Greece fails to make IMF debt payment On Sunday, European officials stated that they would be offering no additional funds to Greece, signaling a final impasse in the recent round of negotiations. Greek officials responded by announcing a referendum on the European austerity demands, closing the nation's banks and stock market for at least a week, and instituting capital controls to prevent assets from leaving the country. Stocks fell sharply at the open of trading on Monday and continued their decline through much of the day. On Tuesday, Greece failed to make a scheduled payment to the International Monetary Fund, which raises the risk of missing a payment to the European Central Bank in about three weeks.
Market damage contained, but volatility rises Given the worries that have long surrounded a Greek default, many observers were relieved that Monday's roughly 2% decline in the major indexes was not larger. However, T. Rowe Price traders note that the VIX index, a measure of market volatility, saw its biggest increase in two years. Trading volumes also surged, defying a recent pattern of relatively light activity.
Jobs increase but not earnings Markets found their footing later in the week, despite the lack of any notable progress in the Greek situation.
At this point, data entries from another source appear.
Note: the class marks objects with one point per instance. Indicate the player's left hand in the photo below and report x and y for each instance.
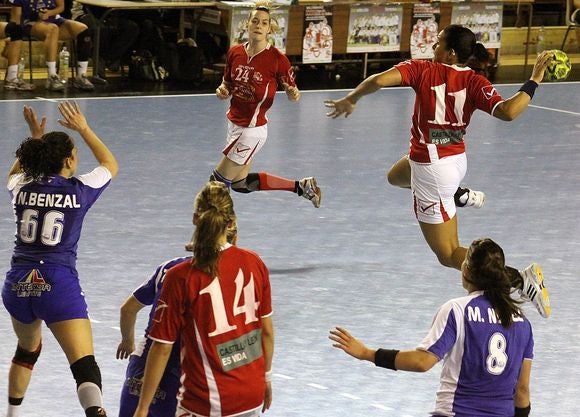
(293, 93)
(350, 344)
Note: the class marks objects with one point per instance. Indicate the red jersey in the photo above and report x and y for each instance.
(253, 83)
(219, 324)
(445, 98)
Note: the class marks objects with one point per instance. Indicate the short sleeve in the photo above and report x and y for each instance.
(167, 319)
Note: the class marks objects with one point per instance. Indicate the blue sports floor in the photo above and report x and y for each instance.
(359, 261)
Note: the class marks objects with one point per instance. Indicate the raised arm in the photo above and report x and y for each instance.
(346, 105)
(129, 311)
(74, 119)
(516, 104)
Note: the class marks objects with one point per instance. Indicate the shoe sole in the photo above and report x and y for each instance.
(543, 307)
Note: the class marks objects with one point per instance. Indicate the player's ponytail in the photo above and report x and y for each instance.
(461, 40)
(487, 272)
(214, 211)
(42, 157)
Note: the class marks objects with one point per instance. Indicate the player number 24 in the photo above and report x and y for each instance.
(219, 308)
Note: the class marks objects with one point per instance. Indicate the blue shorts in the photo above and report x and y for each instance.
(47, 292)
(165, 400)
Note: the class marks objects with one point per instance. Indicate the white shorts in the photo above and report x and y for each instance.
(244, 142)
(434, 186)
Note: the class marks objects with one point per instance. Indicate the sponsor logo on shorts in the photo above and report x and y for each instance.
(240, 351)
(33, 285)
Favorable U.S. economic data on Wednesday appeared to boost sentiment, as measures of private payroll growth and manufacturing came in above expectations. The closely watched official monthly payrolls report on Thursday was somewhat less positive, however. While the economy added nearly as many jobs as expected in June, hourly earnings were unchanged. This was especially discouraging since a solid rise in May earnings had raised hopes that the tightening labor market was finally stimulating meaningful wage growth.
Job market still likely to support stronger consumer spending Many observers also noted that the labor force participation rate reached nearly a four-decade low, suggesting that discouraged workers are continuing to give up on finding a job. T. Rowe Price Chief U.S. Economist Alan Levenson observed that this detail deserves even further qualification, however. An early employment survey probably missed many teen summer workers who will show up in the July count, and measures of underemployment, such as the number of part-time workers who would prefer a full-time job, actually improved. Generally, he believes the foundation remains intact for improved incomes and consumer spending.